In the long run $19.99 for a throw-away copy of Pages is probably the smartest solution.

However, if you're perhaps deranged, you can track down the content through a simple brute-force analysis of the file. This is Python3 code to scrape the content out of a .CWK file.

import argparse
import struct
import sys
import os
from io import open

class CWK:
    """Analyzes a .CWK file; must be given a file opened in "rb" mode.
    """
    DSET = b"DSET"
    BOBO = b"BOBO"
    ETBL = b"ETBL"

    def __init__( self, open_file ):
        self.the_file= open_file
        self.data= open_file.read()

    def header( self ):
        self.version= self.data[0:4]
        #print( self.version[:3] )
        bobo= self.data[4:8]
        assert bobo == self.BOBO
        version_prev= self.data[8:12]
        #print( version_prev[:3] )
        return self.version

    def margins( self ):
        self.height_page= struct.unpack( ">h", self.data[30:32] )
        self.width_page= struct.unpack( ">h", self.data[32:34] )
        self.margin_1= struct.unpack( ">h", self.data[34:36] )
        self.margin_2= struct.unpack( ">h", self.data[36:38] )
        self.margin_3= struct.unpack( ">h", self.data[38:40] )
        self.margin_4= struct.unpack( ">h", self.data[40:42] )
        self.margin_5= struct.unpack( ">h", self.data[42:44] )
        self.margin_6= struct.unpack( ">h", self.data[44:46] )
        self.height_page_inner= struct.unpack( ">h", self.data[46:48] )
        self.width_page_inner= struct.unpack( ">h", self.data[48:50] )

    def dset_iter( self ):
        """First DSET appears to have content.

        This DSET parsing may not be completely correct. 
        But it finds the first DSET, which includes all
        of the content except for headers and footers.

        It seems wrong to simply search for DSET; some part of the
        resource directory should point to this or provide an offset to it.
        """
        for i in range(len(self.data)-4):
            if self.data[i:i+4] == self.DSET:
                    #print( "DSET", i, hex(i) )
                    pos= i+4
                    for b in range(5): # Really?
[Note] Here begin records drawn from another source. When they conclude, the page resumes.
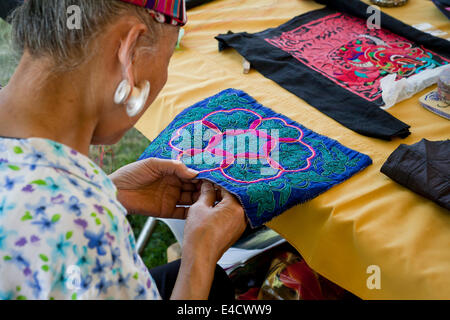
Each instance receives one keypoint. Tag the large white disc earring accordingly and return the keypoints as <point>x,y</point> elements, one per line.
<point>123,92</point>
<point>138,99</point>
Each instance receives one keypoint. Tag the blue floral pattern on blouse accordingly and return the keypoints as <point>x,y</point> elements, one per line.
<point>63,233</point>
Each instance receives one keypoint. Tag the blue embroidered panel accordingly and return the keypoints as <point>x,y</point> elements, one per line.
<point>268,161</point>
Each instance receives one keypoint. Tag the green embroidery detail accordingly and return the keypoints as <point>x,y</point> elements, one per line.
<point>268,195</point>
<point>39,182</point>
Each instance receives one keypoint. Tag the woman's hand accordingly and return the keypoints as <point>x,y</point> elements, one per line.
<point>209,231</point>
<point>154,187</point>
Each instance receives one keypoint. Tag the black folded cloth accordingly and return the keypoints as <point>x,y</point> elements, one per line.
<point>424,168</point>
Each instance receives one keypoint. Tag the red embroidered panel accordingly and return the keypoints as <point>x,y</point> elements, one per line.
<point>343,49</point>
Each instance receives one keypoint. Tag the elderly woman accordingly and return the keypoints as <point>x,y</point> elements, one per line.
<point>63,227</point>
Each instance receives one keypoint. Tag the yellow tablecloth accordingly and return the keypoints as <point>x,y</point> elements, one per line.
<point>367,220</point>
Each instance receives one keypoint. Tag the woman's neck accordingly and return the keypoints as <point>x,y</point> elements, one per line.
<point>38,104</point>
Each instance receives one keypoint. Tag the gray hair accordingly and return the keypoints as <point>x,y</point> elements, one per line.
<point>40,28</point>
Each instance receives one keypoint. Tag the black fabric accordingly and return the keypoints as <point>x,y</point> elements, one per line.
<point>442,6</point>
<point>347,108</point>
<point>424,168</point>
<point>7,6</point>
<point>165,276</point>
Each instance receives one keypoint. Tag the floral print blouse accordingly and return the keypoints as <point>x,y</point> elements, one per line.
<point>63,233</point>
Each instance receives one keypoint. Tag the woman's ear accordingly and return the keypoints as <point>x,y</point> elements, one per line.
<point>128,48</point>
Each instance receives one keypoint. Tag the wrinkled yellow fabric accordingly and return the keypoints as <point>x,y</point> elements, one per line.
<point>368,219</point>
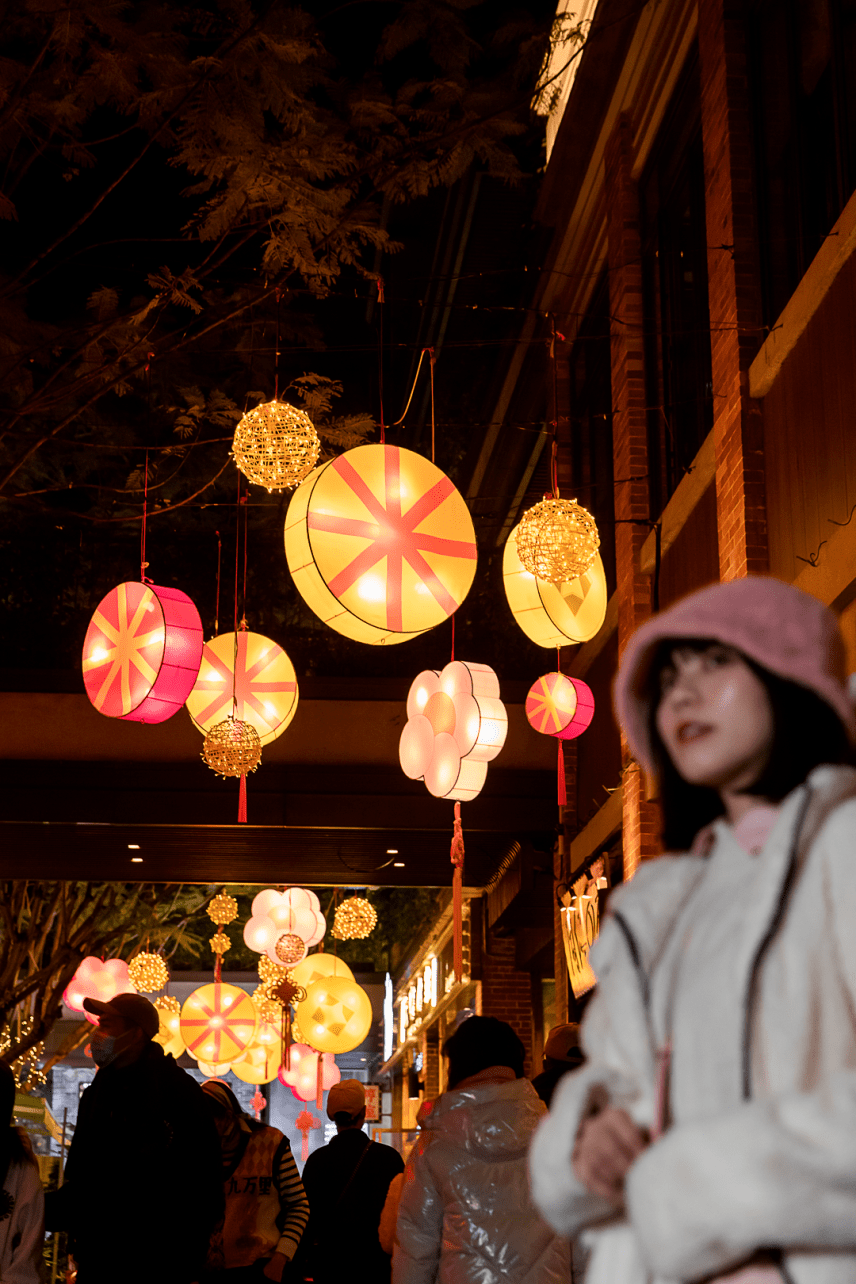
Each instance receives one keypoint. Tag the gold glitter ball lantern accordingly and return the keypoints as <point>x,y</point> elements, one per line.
<point>354,919</point>
<point>276,446</point>
<point>557,541</point>
<point>148,973</point>
<point>232,747</point>
<point>222,909</point>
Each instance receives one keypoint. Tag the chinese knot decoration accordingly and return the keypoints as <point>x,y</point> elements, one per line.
<point>380,545</point>
<point>562,708</point>
<point>456,724</point>
<point>141,652</point>
<point>553,615</point>
<point>248,676</point>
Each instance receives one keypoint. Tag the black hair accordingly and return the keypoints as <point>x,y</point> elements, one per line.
<point>806,732</point>
<point>479,1043</point>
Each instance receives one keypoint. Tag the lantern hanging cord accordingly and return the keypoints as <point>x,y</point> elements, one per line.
<point>380,357</point>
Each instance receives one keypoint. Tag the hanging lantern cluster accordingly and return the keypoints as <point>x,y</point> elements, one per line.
<point>148,973</point>
<point>456,724</point>
<point>276,446</point>
<point>249,677</point>
<point>354,919</point>
<point>380,545</point>
<point>555,615</point>
<point>96,980</point>
<point>557,539</point>
<point>141,652</point>
<point>285,925</point>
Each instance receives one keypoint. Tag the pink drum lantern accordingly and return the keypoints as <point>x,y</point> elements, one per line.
<point>141,652</point>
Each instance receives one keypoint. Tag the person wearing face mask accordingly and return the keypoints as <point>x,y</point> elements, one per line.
<point>266,1205</point>
<point>144,1144</point>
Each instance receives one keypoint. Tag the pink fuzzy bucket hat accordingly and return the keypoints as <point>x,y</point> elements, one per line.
<point>775,624</point>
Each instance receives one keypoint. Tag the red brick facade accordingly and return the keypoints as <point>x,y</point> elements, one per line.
<point>733,289</point>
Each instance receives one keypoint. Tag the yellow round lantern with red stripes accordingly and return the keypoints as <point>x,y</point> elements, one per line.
<point>552,615</point>
<point>141,652</point>
<point>218,1022</point>
<point>380,545</point>
<point>560,706</point>
<point>257,673</point>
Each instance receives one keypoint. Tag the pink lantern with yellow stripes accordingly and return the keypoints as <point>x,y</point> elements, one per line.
<point>380,545</point>
<point>141,652</point>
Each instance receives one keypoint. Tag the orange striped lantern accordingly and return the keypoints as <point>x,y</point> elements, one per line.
<point>380,545</point>
<point>141,652</point>
<point>259,674</point>
<point>562,708</point>
<point>218,1022</point>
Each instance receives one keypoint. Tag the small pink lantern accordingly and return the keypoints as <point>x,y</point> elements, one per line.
<point>141,652</point>
<point>562,708</point>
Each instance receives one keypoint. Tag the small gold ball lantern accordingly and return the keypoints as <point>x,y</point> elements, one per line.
<point>276,446</point>
<point>148,973</point>
<point>557,541</point>
<point>232,747</point>
<point>354,919</point>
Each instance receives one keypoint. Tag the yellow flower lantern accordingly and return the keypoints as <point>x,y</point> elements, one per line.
<point>276,444</point>
<point>335,1015</point>
<point>262,1058</point>
<point>555,615</point>
<point>218,1022</point>
<point>170,1031</point>
<point>257,672</point>
<point>317,967</point>
<point>557,539</point>
<point>380,545</point>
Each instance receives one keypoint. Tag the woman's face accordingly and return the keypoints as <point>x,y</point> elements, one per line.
<point>715,719</point>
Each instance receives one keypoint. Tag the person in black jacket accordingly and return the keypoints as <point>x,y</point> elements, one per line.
<point>143,1187</point>
<point>347,1183</point>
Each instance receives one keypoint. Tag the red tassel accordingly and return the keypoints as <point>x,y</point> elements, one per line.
<point>457,894</point>
<point>562,785</point>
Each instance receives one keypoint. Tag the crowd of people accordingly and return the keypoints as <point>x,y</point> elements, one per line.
<point>702,1126</point>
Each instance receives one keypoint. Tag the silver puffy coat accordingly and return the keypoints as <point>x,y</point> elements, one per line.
<point>466,1215</point>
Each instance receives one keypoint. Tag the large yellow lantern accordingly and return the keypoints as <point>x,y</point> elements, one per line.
<point>335,1015</point>
<point>317,967</point>
<point>548,615</point>
<point>218,1022</point>
<point>262,1059</point>
<point>380,545</point>
<point>257,673</point>
<point>170,1031</point>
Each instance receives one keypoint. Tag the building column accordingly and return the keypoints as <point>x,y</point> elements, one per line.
<point>630,452</point>
<point>734,290</point>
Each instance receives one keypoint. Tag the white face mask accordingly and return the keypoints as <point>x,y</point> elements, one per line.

Always 5?
                        size, count= struct.unpack( ">Ih", self.data[pos:pos+6] )
                        pos += size+4
                    #print( self.data[i:pos] )
                    yield pos
    def content_iter( self, position ):
        """A given DSET may have multiple contiguous blocks of text."""
        done= False
        while not done:
            size= struct.unpack( ">I", self.data[position:position+4] )[0]
            content= self.data[position+4:position+4+size].decode("MacRoman")
            #print( "ENDING", repr(self.data[position+4+size-1]) )
            if self.data[position+4+size-1] == 0:
                yield content[:-1]
                done= True
                break
            else:
                yield content
                position += size+4

The function invoked from the command line is this.

def convert( *file_list ):
    for f in file_list:
        base, ext = os.path.splitext( f )
        new_file= base+".txt"
        print( '"Converting {0} to {1}"'.format(f,new_file) )
        with open(f,'rb') as source:
            cwk= CWK( source )
            cwk.header()
            with open(new_file,'w',encoding="MacRoman") as target:
                position = next( cwk.dset_iter() )
                for content in cwk.content_iter(position):
                    # print( content.encode("ASCII",errors="backslashreplace") )
                    target.write( content )
        atime, mtime = os.path.getatime(f), os.path.getmtime(f)
        os.utime( new_file, (atime,mtime) )


This is brute-force. But. It seemed to work. Buying Pages would have been less work and probably produced better results.

This does have the advantage of producing files with the original date stamps.  Other than that, it seems an exercise in futility because there's so little documentation.

What's potentially cool about this is the sane way that Python3 handles bytes as input. Particularly pleasant is the way we can transform the file-system sequence of bytes into proper Python strings with a very simple bytes.decode().